Kolb died at her home in North Providence, Rhode Island, on October 21, 2024, at the age of 86.

==Compositions==
Kolb's music was sometimes inspired by literary and visual arts. It features sound masses, often in vertical structures through simultaneous rhythmic or melodic units (motifs or figures). Kolb's musical style can be identified by her use of colorful textures, impressionistic touch, and atonal vocabulary. Some compositions are influenced by minimal music, some feature "a distinct jazz influence".

Her works have been published by Boosey & Hawkes, including:

- Three Medieval Chants for saxophone quartet, 2005–2018
- Aubade for mandolin orchestra, 2003
- The Web Spinner for chamber orchestra, 2003
- Antoine's Tango for piano, 2001
- Introduction and Allegro for wind band, 2001
- Virgo Mater Creatrix (Virgin Mother Creatrix) for a cappella choir, 1998
- New York Moonglow, ballet, for ensemble, 1995
- Sidebars for bassoon and piano, 1995/96
- Turnabout in one movement, for flute and piano, 1994
- In Memory of David Huntley for string quartet, 1994
- All in Good Time for orchestra, 1993
- Cloudspin (Cumulus) for organ, 1991, rev. 2007
- Voyants for piano and chamber orchestra, 1991
- Monticello Trio in two movements, for piano trio, 1991
- Extremes for flute and cello, 1988/89
- The Enchanted Loom in three untitled movements, for orchestra, 1988/89
- Broken Slurs for guitar, 1988
- Yet That Things Go Round for chamber orchestra, 1987
- Umbrian Colors for guitar and violin, 1986
- Time... And Again for oboe, string quartet and computer-generated sounds, 1985
- Cavatina for violin or viola solo, 1983, rev. 1985
- Millefoglie for ensemble and tape, 1984/85
- Cantico for electronics, 1982
- Related Characters for clarinet (or trumpet, or saxophone, or viola) and piano, 1982
- The Point that Divides the Wind for organ, four percussionists, and three male voices, 1982
- Three Lullabies for guitar, 1980
- Chromatic Fantasy for narrator and six instruments, 1979
- Grisaille for orchestra, 1978/79
- Homage to Keith Jarrett and Gary Burton for flute and vibraphone, 1976
- Appello for piano, 1976
- Songs Before an Adieu for soprano, flute/alto flute, and guitar, 1976–79
- Looking for Claudio for guitar and pre-recorded tape, 1975
- Spring River Flowers Moon Night for two pianos and pre-recorded tape, 1974/75
- Soundings for orchestra, 1971/72, rev. 1975, 1978
- Soundings for chamber ensemble and pre-recorded tape, 1971/72
- Solitaire for piano and pre-recorded tape, 1971
- Toccata for harpsichord and pre-recorded tape, 1971
- Trobar Clos for chamber ensemble, 1970
- Crosswinds for wind ensemble and percussion, 1969
- Rebuttal for two clarinets, 1965

Early works not in the Boosey & Hawkes catalogue include:

- Fanfare, 1970
- Pulse & Counterflux, 1968
- New York-Le Havre, 1968
- Three Place Settings, 1968
- Four Approaches, 1967
- Chanson Bas, 1966
- Sequela for orchestra, 1965
- The Pleasures of Merely Circulating for chorus, 1964
- Three Songs for baritone and piano, 1964

==Discography==
===Albums with exclusively Kolb's music===
- Barbara Kolb: Millefoglie and Other Works (1992).

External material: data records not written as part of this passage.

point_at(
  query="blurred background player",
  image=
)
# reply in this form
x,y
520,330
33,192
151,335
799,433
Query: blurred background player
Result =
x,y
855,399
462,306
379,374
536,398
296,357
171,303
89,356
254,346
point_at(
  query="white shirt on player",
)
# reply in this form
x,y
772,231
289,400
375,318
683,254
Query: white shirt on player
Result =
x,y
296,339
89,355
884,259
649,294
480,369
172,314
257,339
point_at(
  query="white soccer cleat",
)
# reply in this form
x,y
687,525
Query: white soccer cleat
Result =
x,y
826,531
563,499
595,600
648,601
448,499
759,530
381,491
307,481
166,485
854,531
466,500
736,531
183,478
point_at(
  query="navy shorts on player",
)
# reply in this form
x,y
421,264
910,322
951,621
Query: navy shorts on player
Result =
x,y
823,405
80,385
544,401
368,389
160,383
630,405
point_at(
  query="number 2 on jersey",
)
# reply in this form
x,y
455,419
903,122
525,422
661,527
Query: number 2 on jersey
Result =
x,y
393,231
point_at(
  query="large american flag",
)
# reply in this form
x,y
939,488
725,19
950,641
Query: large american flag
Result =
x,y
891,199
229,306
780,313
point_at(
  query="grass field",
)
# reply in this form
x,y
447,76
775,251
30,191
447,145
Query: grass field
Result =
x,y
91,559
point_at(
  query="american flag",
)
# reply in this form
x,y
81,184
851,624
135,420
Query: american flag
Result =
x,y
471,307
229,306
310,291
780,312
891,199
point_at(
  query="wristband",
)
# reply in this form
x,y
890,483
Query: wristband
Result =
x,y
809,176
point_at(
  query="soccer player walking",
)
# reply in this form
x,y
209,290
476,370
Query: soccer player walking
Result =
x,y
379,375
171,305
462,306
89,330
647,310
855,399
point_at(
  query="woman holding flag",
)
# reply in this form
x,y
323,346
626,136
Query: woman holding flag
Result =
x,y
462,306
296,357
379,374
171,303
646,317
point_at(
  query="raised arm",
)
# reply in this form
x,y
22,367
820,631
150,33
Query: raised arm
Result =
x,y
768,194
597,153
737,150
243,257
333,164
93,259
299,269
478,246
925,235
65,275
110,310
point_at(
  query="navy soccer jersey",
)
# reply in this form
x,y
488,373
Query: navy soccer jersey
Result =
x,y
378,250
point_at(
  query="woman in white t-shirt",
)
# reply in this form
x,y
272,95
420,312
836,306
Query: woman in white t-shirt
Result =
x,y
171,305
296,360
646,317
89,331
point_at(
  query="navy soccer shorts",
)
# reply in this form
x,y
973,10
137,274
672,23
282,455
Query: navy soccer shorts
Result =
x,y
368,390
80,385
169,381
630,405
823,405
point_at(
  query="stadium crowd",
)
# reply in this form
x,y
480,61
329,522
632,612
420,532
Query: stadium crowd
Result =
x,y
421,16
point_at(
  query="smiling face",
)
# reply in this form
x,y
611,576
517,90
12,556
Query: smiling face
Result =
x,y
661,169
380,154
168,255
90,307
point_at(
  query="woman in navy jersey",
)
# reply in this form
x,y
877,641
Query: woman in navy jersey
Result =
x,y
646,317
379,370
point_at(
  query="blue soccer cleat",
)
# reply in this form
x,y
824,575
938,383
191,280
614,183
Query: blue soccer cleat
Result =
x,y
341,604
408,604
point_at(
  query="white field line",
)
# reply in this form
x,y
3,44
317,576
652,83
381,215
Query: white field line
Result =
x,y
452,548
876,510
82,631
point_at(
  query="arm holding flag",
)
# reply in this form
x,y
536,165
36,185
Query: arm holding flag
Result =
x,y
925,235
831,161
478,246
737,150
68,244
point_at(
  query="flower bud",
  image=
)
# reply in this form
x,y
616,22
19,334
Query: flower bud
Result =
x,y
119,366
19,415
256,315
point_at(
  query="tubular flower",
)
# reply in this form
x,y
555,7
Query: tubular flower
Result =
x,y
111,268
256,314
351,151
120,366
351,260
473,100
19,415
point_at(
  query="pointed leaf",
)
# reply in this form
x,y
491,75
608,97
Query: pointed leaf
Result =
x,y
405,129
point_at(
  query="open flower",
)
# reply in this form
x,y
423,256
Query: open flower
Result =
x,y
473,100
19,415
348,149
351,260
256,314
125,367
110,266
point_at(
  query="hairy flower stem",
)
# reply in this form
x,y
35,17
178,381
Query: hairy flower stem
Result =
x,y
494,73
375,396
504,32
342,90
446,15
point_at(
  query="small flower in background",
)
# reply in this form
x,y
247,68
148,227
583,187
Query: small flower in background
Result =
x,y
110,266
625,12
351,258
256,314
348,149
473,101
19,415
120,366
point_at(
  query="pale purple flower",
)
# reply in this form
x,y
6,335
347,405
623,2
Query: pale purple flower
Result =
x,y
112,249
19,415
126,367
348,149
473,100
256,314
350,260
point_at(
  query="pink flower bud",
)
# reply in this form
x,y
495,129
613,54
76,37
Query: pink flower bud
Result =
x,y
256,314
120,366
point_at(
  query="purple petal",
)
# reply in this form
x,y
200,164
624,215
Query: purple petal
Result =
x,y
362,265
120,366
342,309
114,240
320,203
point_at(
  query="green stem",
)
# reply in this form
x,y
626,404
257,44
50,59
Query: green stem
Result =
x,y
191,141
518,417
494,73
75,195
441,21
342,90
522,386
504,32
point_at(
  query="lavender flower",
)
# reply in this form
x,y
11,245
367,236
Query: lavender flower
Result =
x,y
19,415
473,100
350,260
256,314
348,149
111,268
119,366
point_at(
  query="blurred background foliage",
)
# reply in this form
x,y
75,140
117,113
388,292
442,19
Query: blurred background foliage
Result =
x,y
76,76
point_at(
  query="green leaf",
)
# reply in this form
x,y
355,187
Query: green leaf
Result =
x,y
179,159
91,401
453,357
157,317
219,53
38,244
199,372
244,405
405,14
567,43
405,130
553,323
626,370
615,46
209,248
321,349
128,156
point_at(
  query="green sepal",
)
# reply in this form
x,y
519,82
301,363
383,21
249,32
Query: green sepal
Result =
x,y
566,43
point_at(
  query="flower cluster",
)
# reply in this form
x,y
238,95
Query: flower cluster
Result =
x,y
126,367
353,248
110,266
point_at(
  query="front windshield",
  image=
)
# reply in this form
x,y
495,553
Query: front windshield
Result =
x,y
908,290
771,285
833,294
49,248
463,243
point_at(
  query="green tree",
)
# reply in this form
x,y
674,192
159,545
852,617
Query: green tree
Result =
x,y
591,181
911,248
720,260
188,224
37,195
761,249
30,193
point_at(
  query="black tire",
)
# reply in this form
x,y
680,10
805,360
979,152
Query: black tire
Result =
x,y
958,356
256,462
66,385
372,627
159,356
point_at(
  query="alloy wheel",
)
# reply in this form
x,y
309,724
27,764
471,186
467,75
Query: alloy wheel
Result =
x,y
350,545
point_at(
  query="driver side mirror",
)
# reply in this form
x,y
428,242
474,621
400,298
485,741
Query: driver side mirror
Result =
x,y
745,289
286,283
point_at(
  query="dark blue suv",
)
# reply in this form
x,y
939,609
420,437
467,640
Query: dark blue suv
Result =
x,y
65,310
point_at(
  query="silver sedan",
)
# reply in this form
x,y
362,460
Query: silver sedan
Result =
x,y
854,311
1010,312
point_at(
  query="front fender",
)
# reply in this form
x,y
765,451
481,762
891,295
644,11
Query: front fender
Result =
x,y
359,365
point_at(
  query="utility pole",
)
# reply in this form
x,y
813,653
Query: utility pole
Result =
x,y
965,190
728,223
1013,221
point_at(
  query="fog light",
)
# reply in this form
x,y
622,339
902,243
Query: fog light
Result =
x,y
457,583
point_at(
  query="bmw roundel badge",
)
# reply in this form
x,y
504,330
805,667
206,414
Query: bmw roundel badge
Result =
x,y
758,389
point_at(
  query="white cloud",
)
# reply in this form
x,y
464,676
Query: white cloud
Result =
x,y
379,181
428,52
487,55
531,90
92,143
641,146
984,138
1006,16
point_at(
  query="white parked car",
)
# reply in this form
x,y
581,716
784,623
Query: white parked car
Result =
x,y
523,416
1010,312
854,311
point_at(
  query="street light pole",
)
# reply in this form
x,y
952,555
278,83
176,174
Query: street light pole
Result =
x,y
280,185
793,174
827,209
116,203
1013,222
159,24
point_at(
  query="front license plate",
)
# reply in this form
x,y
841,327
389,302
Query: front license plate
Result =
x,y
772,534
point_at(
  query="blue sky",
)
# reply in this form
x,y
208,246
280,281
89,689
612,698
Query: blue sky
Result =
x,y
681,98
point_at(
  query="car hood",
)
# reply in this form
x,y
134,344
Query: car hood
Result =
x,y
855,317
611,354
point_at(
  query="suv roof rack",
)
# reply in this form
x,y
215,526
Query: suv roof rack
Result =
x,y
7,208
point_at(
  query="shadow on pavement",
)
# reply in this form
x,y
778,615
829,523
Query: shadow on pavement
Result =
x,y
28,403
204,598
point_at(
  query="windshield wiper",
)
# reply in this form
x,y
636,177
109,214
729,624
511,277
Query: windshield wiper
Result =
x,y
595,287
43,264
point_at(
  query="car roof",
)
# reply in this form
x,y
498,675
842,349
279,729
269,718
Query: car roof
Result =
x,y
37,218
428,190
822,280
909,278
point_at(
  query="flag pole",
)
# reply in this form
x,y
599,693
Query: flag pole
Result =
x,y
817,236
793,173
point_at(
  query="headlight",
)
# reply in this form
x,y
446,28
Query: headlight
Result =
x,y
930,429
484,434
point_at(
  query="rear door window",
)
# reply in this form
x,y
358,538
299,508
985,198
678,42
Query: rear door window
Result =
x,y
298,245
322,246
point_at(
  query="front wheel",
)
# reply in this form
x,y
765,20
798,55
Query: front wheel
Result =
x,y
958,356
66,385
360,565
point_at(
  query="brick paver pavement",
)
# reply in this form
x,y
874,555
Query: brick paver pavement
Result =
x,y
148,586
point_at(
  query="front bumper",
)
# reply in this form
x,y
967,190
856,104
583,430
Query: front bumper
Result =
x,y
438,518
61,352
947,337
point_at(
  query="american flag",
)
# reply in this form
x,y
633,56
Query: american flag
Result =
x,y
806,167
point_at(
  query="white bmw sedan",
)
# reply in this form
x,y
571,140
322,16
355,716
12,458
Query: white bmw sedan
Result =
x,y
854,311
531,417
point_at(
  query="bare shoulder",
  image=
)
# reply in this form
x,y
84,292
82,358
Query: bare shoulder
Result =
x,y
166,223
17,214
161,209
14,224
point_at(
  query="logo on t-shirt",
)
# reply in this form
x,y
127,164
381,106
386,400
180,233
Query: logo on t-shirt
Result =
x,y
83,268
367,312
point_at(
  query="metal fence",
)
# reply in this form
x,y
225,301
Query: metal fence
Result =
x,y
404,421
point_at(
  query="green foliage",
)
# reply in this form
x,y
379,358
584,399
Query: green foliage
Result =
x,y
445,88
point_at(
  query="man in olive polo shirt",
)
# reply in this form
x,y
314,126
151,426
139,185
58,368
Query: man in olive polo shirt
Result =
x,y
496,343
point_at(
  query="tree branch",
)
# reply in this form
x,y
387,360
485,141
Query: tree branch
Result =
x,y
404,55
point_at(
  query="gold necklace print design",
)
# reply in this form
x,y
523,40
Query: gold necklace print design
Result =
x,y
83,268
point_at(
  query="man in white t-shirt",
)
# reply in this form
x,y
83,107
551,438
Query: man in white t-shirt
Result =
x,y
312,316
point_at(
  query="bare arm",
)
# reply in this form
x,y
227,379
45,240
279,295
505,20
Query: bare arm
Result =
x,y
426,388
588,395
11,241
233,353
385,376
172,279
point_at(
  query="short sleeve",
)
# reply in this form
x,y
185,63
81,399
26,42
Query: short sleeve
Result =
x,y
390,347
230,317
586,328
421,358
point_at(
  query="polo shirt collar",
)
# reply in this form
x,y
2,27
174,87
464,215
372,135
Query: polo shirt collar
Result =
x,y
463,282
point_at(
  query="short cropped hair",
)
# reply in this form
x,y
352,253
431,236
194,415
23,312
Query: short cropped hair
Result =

Music Today and Nouvel Ensemble Moderne. Includes Kolb's Millefoglie, Extremes, Chromatic Fantasy, and Solitaire (New World Records 80422–2).
- Barbara Kolb: Soundings and Other Works (1990). Ensemble intercontemporain conducted by Arthur Tamayo; Igor Kipnis, harpsichord; Jay Gottlieb, piano, etc.; includes Kolb's Soundings (1971–72), Toccata (1971), Appello (1976), Looking for Claudio (1975), and Spring River Flowers Moon Night (1974–75) (Composers Recordings Inc. CD 576).

===Other albums===
- Related Characters – featuring Bill Perconti, James March, and Iowa Brass Quintet – includes Kolb's Related Characters for alto saxophone and piano (1982) (Centaur).
- American Orchestra Works – featuring the Grant Park Symphony Orchestra conducted by Carlos Kalmar – includes Kolb's All in Good Time (1993) (Cedille).